Conversely, banks and financial institutions function to provide financing facilities in order to profit from the interest payable by borrowers. In return, the monthly repayment amount from the company, including interest. Banks normally lend by mortgage of immovable assets to the banks as collateral. In case of default in payment, the lender will sell assets to recover your debt to them. However, there may be cases that lenders grant loans without the need for security but with higher interest rates and stricter qualifying procedures.
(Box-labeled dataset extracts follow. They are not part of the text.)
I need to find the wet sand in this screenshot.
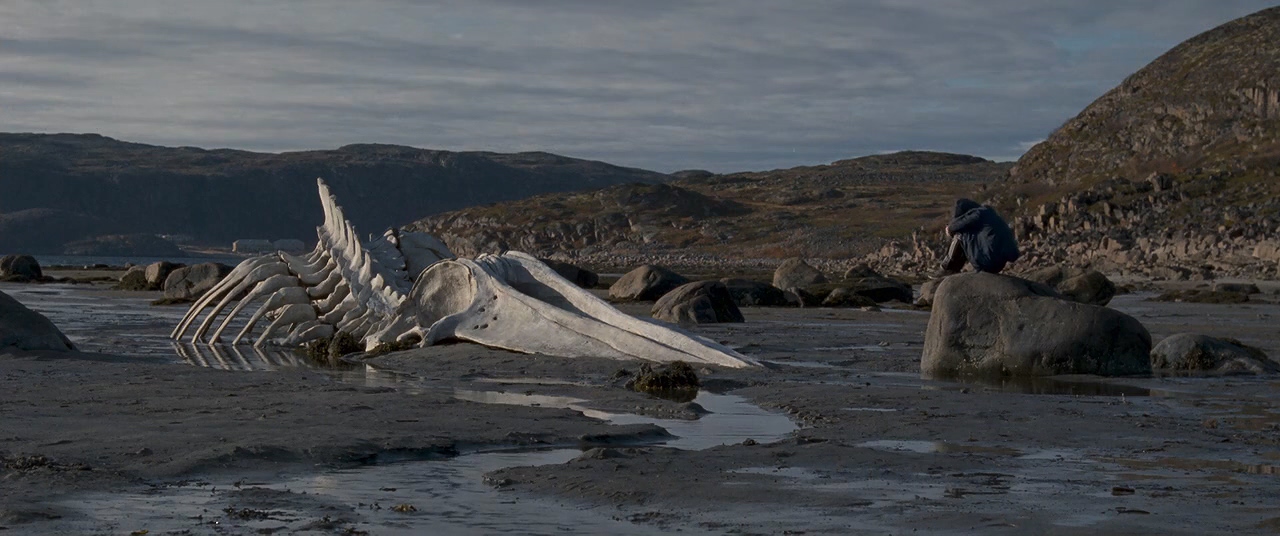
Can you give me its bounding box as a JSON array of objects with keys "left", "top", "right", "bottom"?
[{"left": 0, "top": 278, "right": 1280, "bottom": 533}]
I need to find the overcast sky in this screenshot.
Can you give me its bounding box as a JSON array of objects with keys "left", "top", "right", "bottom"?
[{"left": 0, "top": 0, "right": 1270, "bottom": 171}]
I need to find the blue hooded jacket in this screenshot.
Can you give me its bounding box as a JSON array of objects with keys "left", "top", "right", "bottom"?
[{"left": 947, "top": 198, "right": 1021, "bottom": 274}]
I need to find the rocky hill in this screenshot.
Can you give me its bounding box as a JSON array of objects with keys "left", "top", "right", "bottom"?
[
  {"left": 0, "top": 134, "right": 668, "bottom": 253},
  {"left": 411, "top": 151, "right": 1010, "bottom": 271},
  {"left": 967, "top": 8, "right": 1280, "bottom": 279}
]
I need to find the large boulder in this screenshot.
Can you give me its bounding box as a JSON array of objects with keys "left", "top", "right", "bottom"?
[
  {"left": 721, "top": 278, "right": 787, "bottom": 307},
  {"left": 609, "top": 265, "right": 689, "bottom": 302},
  {"left": 164, "top": 262, "right": 232, "bottom": 299},
  {"left": 0, "top": 292, "right": 76, "bottom": 352},
  {"left": 650, "top": 281, "right": 746, "bottom": 324},
  {"left": 920, "top": 272, "right": 1151, "bottom": 376},
  {"left": 1151, "top": 333, "right": 1280, "bottom": 374},
  {"left": 0, "top": 255, "right": 45, "bottom": 283},
  {"left": 773, "top": 257, "right": 827, "bottom": 289},
  {"left": 539, "top": 258, "right": 600, "bottom": 289},
  {"left": 1024, "top": 266, "right": 1116, "bottom": 306}
]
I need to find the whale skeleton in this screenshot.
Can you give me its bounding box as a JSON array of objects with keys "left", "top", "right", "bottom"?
[{"left": 170, "top": 179, "right": 758, "bottom": 367}]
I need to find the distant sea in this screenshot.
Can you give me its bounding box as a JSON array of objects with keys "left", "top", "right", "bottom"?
[{"left": 35, "top": 255, "right": 247, "bottom": 267}]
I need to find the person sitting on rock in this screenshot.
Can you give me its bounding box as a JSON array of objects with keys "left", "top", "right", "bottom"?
[{"left": 940, "top": 198, "right": 1021, "bottom": 275}]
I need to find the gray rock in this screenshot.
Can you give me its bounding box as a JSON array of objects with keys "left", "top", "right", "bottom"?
[
  {"left": 0, "top": 255, "right": 45, "bottom": 281},
  {"left": 115, "top": 266, "right": 148, "bottom": 290},
  {"left": 0, "top": 292, "right": 76, "bottom": 352},
  {"left": 1213, "top": 281, "right": 1262, "bottom": 294},
  {"left": 721, "top": 278, "right": 787, "bottom": 307},
  {"left": 650, "top": 281, "right": 746, "bottom": 324},
  {"left": 782, "top": 287, "right": 826, "bottom": 307},
  {"left": 920, "top": 272, "right": 1151, "bottom": 376},
  {"left": 1025, "top": 266, "right": 1116, "bottom": 306},
  {"left": 773, "top": 257, "right": 827, "bottom": 289},
  {"left": 539, "top": 258, "right": 600, "bottom": 289},
  {"left": 844, "top": 276, "right": 913, "bottom": 303},
  {"left": 609, "top": 265, "right": 689, "bottom": 302},
  {"left": 1151, "top": 333, "right": 1280, "bottom": 374},
  {"left": 822, "top": 287, "right": 876, "bottom": 307},
  {"left": 845, "top": 262, "right": 881, "bottom": 279},
  {"left": 915, "top": 278, "right": 946, "bottom": 307},
  {"left": 146, "top": 261, "right": 186, "bottom": 290},
  {"left": 164, "top": 262, "right": 232, "bottom": 299}
]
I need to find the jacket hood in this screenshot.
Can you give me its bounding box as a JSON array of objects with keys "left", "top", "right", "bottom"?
[{"left": 951, "top": 197, "right": 982, "bottom": 217}]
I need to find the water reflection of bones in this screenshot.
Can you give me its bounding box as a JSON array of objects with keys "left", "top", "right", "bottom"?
[
  {"left": 173, "top": 343, "right": 306, "bottom": 371},
  {"left": 170, "top": 180, "right": 758, "bottom": 368}
]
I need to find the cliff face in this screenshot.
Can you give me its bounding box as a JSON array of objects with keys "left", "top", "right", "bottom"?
[
  {"left": 1010, "top": 8, "right": 1280, "bottom": 184},
  {"left": 0, "top": 134, "right": 667, "bottom": 253},
  {"left": 957, "top": 8, "right": 1280, "bottom": 279}
]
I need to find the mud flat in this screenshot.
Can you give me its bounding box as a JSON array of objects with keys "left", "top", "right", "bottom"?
[{"left": 0, "top": 285, "right": 1280, "bottom": 533}]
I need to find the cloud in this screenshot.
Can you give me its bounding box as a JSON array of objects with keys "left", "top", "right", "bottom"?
[{"left": 0, "top": 0, "right": 1266, "bottom": 171}]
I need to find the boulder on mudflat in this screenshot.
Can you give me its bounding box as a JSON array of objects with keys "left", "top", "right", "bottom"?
[
  {"left": 1151, "top": 333, "right": 1280, "bottom": 374},
  {"left": 164, "top": 262, "right": 232, "bottom": 299},
  {"left": 0, "top": 255, "right": 45, "bottom": 283},
  {"left": 822, "top": 287, "right": 876, "bottom": 307},
  {"left": 609, "top": 265, "right": 689, "bottom": 302},
  {"left": 920, "top": 272, "right": 1151, "bottom": 376},
  {"left": 721, "top": 278, "right": 787, "bottom": 307},
  {"left": 650, "top": 281, "right": 746, "bottom": 324},
  {"left": 1024, "top": 266, "right": 1116, "bottom": 306},
  {"left": 841, "top": 275, "right": 913, "bottom": 303},
  {"left": 115, "top": 266, "right": 148, "bottom": 290},
  {"left": 773, "top": 257, "right": 827, "bottom": 289},
  {"left": 0, "top": 292, "right": 76, "bottom": 352},
  {"left": 1213, "top": 281, "right": 1262, "bottom": 294},
  {"left": 782, "top": 287, "right": 827, "bottom": 307},
  {"left": 146, "top": 261, "right": 187, "bottom": 290},
  {"left": 539, "top": 258, "right": 600, "bottom": 289}
]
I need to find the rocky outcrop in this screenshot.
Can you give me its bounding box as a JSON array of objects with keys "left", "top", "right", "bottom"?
[
  {"left": 609, "top": 265, "right": 689, "bottom": 302},
  {"left": 1151, "top": 333, "right": 1280, "bottom": 374},
  {"left": 539, "top": 258, "right": 600, "bottom": 289},
  {"left": 920, "top": 272, "right": 1151, "bottom": 377},
  {"left": 0, "top": 255, "right": 45, "bottom": 283},
  {"left": 773, "top": 257, "right": 827, "bottom": 289},
  {"left": 650, "top": 281, "right": 746, "bottom": 324},
  {"left": 1023, "top": 266, "right": 1116, "bottom": 306},
  {"left": 0, "top": 292, "right": 76, "bottom": 353},
  {"left": 721, "top": 278, "right": 787, "bottom": 307},
  {"left": 164, "top": 262, "right": 232, "bottom": 301}
]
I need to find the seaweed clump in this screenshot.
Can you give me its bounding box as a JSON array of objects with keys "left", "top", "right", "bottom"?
[
  {"left": 614, "top": 361, "right": 701, "bottom": 402},
  {"left": 306, "top": 331, "right": 364, "bottom": 367}
]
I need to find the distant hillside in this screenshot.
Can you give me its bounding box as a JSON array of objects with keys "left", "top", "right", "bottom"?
[
  {"left": 1011, "top": 8, "right": 1280, "bottom": 189},
  {"left": 0, "top": 133, "right": 668, "bottom": 253},
  {"left": 412, "top": 151, "right": 1010, "bottom": 267},
  {"left": 991, "top": 8, "right": 1280, "bottom": 279}
]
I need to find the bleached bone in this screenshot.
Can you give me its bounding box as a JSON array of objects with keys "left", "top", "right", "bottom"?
[{"left": 172, "top": 180, "right": 758, "bottom": 367}]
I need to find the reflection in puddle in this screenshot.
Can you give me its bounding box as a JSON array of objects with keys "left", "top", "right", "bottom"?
[
  {"left": 172, "top": 343, "right": 314, "bottom": 371},
  {"left": 924, "top": 377, "right": 1151, "bottom": 397},
  {"left": 453, "top": 389, "right": 797, "bottom": 450},
  {"left": 61, "top": 449, "right": 662, "bottom": 535}
]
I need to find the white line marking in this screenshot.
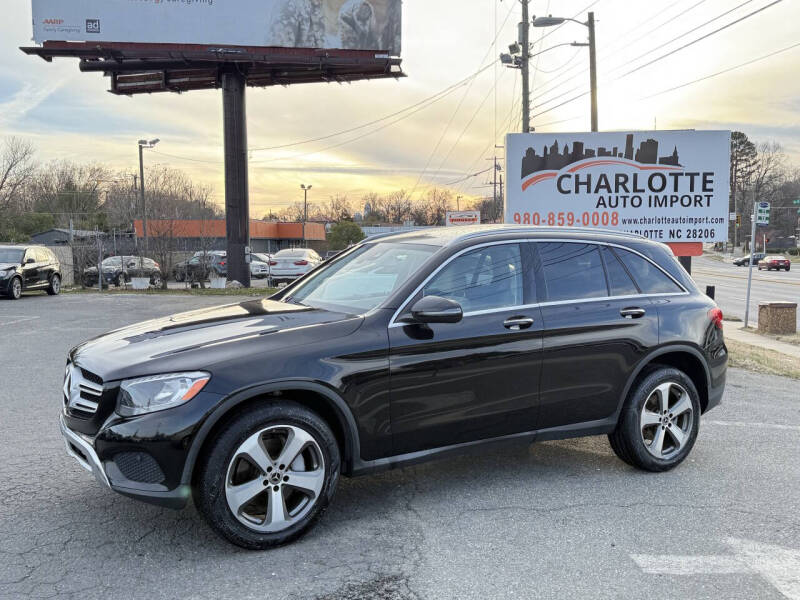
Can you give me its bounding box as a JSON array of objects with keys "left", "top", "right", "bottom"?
[
  {"left": 0, "top": 315, "right": 41, "bottom": 326},
  {"left": 703, "top": 421, "right": 800, "bottom": 432},
  {"left": 631, "top": 538, "right": 800, "bottom": 600}
]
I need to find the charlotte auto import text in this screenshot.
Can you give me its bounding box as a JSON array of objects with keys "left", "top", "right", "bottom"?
[{"left": 556, "top": 172, "right": 714, "bottom": 208}]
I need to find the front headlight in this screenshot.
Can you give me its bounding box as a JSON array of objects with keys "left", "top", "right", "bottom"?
[{"left": 117, "top": 371, "right": 211, "bottom": 417}]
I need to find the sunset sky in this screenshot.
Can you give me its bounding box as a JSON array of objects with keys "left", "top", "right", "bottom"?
[{"left": 0, "top": 0, "right": 800, "bottom": 217}]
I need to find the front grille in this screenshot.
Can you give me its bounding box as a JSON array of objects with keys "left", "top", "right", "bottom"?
[
  {"left": 64, "top": 363, "right": 103, "bottom": 417},
  {"left": 114, "top": 452, "right": 164, "bottom": 483}
]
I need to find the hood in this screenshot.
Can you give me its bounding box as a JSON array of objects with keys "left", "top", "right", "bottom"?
[{"left": 70, "top": 299, "right": 362, "bottom": 381}]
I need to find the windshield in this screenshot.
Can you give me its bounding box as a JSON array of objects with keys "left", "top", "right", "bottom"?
[
  {"left": 287, "top": 242, "right": 438, "bottom": 313},
  {"left": 0, "top": 248, "right": 24, "bottom": 264}
]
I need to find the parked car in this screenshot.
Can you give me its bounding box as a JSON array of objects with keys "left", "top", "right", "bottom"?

Apart from obtaining financing from lenders, small business owners are also eligible for loans from government fund agencies such as the U.S. Small Business Administration (SBA), or local governments. These agencies provide financing to boost growth of small businesses in the country, and usually make criteria more flexible compared to the banks. The Small Business Loan, run by the SBA, they act as a guarantor for the borrower to get them to borrow for a longer period of SBA's lending partners.

All the funding sources mentioned so far are generally known as debt financing. This type of financing would be ideal for companies that have a high equity to debt ratio, which means that the owners of the company has invested more capital in proportion to the amount of debt is achieved. But in cases where equity to debt ratio is low, it may be difficult for a company to obtain debt financing. Therefore, it is Alterative that this would be to work with equity financing instead.

Equity financing would be support from friends, family or employees in exchange for shares in the company. In addition, venture capitalists are also another source of equity financing, there has been a common source of income, especially since dot com boom.

Venture investors are sophisticated investors and is ready to take a huge risk in return for their investment. However, with the involvement of a venture capitalist, and stricter accounting procedures to be adopted, in addition to the involvement of venture capitalists in the major decisions.

It is not easy to obtain financing from venture capitalists, as they expect high returns on their investments in exchange for the high risks. Many applicants are screened through yearly, with only a handful that will actually be funded. Besides expect venture capitalists to grow their companies into regional brands within a short period. Getting listed company is also one of the main goals of venture capitalists.

In short, there are many ways in which funding can be provided. Ultimately it is up to the business owner to decide on the funding source that would be best suited to the company. Since there are advantages and disadvantages to each, a financial and situational awareness evaluation of the company would be a great help to make the right decision.